L’essere umano nasce in uno stato di dipendenza assoluta. Anche con una sua autonomia e il bisogno di mantenere un suo spazio personale, nel corso della sua vita manterrà sempre un certo grado di dipendenza verso l’Altro e il bisogno di relazionarsi ad esso. Quando la creazione di un legame profondo, il raggiungimento di un’intimità e la paura dell’abbandono e del rifiuto provocano paura, si sfocia nella controdipendenza affettiva. Una negazione inconscia di quello che è il bisogno primario della vita umana: essere amato e amare.

Il momento storico e la società in cui viviamo sembrano alimentare sempre di più ideali non realistici.
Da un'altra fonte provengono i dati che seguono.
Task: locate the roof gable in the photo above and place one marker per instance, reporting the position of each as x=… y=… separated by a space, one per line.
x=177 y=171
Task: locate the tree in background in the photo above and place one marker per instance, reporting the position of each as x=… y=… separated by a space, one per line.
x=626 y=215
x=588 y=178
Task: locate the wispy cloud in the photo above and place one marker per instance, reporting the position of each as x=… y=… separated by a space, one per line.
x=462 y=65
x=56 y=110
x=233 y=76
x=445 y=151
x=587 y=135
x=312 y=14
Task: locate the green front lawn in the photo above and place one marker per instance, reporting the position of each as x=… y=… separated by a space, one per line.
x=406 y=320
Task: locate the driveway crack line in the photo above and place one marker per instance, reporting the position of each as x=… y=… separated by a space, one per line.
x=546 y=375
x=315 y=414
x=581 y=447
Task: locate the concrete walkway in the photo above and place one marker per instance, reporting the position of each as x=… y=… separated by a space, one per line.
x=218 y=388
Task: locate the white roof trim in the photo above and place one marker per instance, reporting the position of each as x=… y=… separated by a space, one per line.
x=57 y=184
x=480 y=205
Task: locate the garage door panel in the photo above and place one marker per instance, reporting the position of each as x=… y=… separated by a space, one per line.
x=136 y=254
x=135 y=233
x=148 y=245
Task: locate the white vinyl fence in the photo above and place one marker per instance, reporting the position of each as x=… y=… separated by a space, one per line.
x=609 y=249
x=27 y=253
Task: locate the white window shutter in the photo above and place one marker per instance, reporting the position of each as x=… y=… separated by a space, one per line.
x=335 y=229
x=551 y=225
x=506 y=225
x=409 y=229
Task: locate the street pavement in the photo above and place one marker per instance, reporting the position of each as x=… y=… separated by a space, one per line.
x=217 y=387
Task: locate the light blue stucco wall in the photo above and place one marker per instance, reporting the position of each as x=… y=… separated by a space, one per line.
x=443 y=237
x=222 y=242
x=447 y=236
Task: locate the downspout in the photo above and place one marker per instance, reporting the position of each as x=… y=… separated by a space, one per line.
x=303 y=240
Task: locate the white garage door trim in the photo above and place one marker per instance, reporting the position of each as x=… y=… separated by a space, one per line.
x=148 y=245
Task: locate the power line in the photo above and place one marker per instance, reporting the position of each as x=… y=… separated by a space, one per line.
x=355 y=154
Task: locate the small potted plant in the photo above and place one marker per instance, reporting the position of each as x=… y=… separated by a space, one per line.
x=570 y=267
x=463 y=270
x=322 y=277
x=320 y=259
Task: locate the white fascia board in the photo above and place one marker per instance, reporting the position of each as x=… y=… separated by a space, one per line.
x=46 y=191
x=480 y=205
Il contraltare di tutto ciò è la diffusione di sentimenti di:

  • inadeguatezza
  • insicurezza personale
  • chiusura in se stessi per proteggersi da una perdita di controllo “emotiva”.

Un vuoto interiore intollerabile

A differenza del codipendente e del dipendente affettivo, la persona con funzionamento controdipendente ha paura di amare ed evita con cura i legami o ne crea solo di superficiali. L’equilibrio su cui si gioca il suo funzionamento di personalità può essere messo in crisi:

  • da un evento improvviso
  • da una particolare fase della vita
  • dall’incontro con una persona che oltrepassa la sua corazza difensiva e fa emergere il suo conflitto psichico, tra il bisogno e la paura di essere abbandonato dall’altro.

Il sentimento che emerge è la vergogna: di sé e dei propri bisogni affettivi, ritenuti da sempre ridicoli e inaccettabili. Il controdipendente non è abituato a provare tali bisogni e a manifestarli: egli vive in uno stato di anestesia emotiva e ha difficoltà ad accedere alle proprie emozioni. Per esempio:

  • non riesce a piangere o non riesce ad essere completamente sereno
  • può essere euforico per una conquista o un successo lavorativo, ma le emozioni si rivelano fugaci e superficiali
  • gli è difficile comprendere lo stato emotivo altrui e provare empatia per l’altro.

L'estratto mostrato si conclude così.